Nearly 200,000 new businesses were launched in the UK in 2020 by people who were on furlough or had been redundant.

According to a report published by The Accountancy Partnership, more than 58,000 were created by furloughed workers, while the number of start-ups launched by those made redundant rose by a third to 133,000.

Fourteen per cent of all new businesses registered were the result of a need for extra income, the report suggests.

Whilst unemployment and money struggles played a significant part in this surge of business registrations, almost half (46%) of entrepreneurs who started businesses during Covid said they had always wanted to be self-employed or own a business.

Lee Murphy, managing director of The Accountancy Partnership, said: “Starting a business is notoriously difficult, even in normal times, so it was somewhat unexpected to see new businesses in their hundreds of thousands being set up last year.

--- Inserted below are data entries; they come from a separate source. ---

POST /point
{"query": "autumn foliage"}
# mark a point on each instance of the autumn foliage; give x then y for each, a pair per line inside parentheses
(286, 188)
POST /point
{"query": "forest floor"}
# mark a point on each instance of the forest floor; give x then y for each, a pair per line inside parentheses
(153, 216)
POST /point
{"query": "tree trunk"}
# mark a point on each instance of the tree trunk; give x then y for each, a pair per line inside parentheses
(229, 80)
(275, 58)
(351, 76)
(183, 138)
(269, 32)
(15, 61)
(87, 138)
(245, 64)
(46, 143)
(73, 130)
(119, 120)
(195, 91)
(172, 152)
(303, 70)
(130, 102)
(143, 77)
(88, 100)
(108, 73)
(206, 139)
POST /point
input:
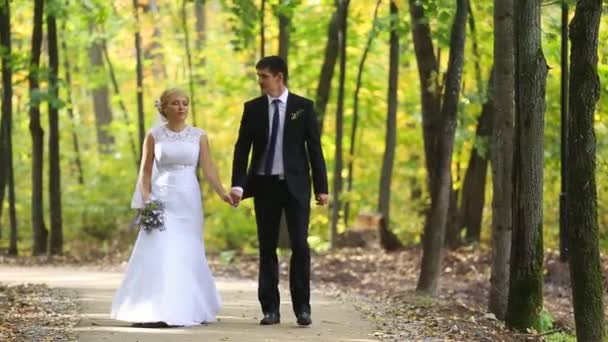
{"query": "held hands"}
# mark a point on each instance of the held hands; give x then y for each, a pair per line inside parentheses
(322, 199)
(235, 197)
(227, 198)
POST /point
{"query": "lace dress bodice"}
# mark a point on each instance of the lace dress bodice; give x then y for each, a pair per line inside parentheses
(176, 150)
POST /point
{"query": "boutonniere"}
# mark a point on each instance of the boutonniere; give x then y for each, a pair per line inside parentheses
(296, 114)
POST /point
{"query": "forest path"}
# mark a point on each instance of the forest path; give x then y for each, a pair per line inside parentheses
(333, 321)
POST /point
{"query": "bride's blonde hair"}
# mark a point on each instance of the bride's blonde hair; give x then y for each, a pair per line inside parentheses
(162, 102)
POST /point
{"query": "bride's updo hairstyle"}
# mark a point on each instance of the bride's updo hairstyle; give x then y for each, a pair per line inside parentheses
(163, 101)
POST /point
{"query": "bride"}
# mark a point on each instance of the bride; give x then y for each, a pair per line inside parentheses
(168, 281)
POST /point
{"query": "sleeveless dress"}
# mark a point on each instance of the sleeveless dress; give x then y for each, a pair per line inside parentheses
(168, 278)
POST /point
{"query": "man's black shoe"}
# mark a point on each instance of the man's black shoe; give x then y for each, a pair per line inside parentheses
(304, 319)
(270, 318)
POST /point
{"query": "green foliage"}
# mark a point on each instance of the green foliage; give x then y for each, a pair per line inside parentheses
(243, 22)
(98, 211)
(544, 322)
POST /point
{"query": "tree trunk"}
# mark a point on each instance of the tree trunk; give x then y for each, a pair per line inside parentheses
(201, 36)
(101, 101)
(502, 156)
(154, 51)
(585, 263)
(338, 163)
(387, 238)
(434, 237)
(56, 239)
(70, 108)
(526, 277)
(474, 187)
(284, 32)
(262, 33)
(140, 77)
(7, 112)
(563, 221)
(40, 232)
(353, 132)
(327, 70)
(121, 103)
(428, 73)
(189, 60)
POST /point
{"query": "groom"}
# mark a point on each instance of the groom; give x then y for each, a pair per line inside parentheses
(282, 129)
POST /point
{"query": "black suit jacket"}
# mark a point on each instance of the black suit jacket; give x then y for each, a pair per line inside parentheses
(302, 151)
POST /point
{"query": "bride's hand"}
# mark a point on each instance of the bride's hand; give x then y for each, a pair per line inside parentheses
(226, 198)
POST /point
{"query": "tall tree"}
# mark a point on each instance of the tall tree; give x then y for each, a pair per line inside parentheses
(70, 106)
(56, 239)
(189, 60)
(338, 163)
(585, 263)
(434, 234)
(329, 64)
(526, 274)
(502, 156)
(121, 102)
(201, 35)
(154, 50)
(353, 132)
(40, 233)
(387, 239)
(563, 218)
(474, 185)
(140, 77)
(284, 15)
(262, 29)
(101, 98)
(473, 190)
(6, 140)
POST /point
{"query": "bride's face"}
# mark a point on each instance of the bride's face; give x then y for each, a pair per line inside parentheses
(177, 108)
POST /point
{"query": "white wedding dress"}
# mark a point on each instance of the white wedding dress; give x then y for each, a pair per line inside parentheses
(168, 278)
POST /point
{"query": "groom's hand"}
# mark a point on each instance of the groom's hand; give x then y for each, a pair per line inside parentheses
(235, 195)
(322, 199)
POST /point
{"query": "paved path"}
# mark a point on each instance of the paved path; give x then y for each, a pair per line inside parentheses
(238, 321)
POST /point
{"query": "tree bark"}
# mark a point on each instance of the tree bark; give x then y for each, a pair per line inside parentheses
(435, 236)
(154, 50)
(474, 187)
(526, 277)
(428, 73)
(338, 163)
(201, 35)
(101, 100)
(70, 108)
(387, 239)
(40, 232)
(353, 132)
(121, 103)
(563, 217)
(56, 238)
(327, 70)
(6, 125)
(585, 263)
(502, 156)
(189, 60)
(284, 33)
(140, 77)
(262, 32)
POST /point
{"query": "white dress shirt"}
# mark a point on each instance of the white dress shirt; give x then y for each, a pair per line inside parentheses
(277, 165)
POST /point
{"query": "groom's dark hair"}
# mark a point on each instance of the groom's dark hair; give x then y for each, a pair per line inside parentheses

“Our research shows that many lockdown entrepreneurs saw creating their own business as their only option after being made redundant or facing other financial troubles, but the statistic of those fulfilling longer-term dreams of owning a business is hugely encouraging.

“It means that even businesses launched out of necessity have people behind them with a genuine desire to be business owners. This enthusiasm will help fledgling businesses thrive despite the adverse circumstances of their inceptions.”

The research shows that an ever-growing interest in side-hustles has also contributed to the new business boom, with more than a fifth (21%) of pandemic-born businesses starting their life in this way. This 40% increase from 2019 is likely a result of people having more time on their hands due to lockdown restrictions, isolation and furlough, with enterprising Britons using their free time to monetise a skill or hobby.

Lee added: “The notion of turning a hobby into a source of income has been on the rise for a few years, especially as more people become aware that the first £1,000 gross profit per year is tax-free. The pandemic has presented many people with the time and opportunity to turn a side hustle into their main source of income. Again, it is promising that there are people with a genuine passion for what they are doing behind these businesses and 13% of people who started a business from a side hustle last year want it to become their full-time job.

“[These entrepreneurs] have some difficult waters ahead of them as we navigate the rest of the pandemic and the recovery period, but our research suggests that there are enthusiastic, passionate people behind a significant number of lockdown businesses and that is critical to success.”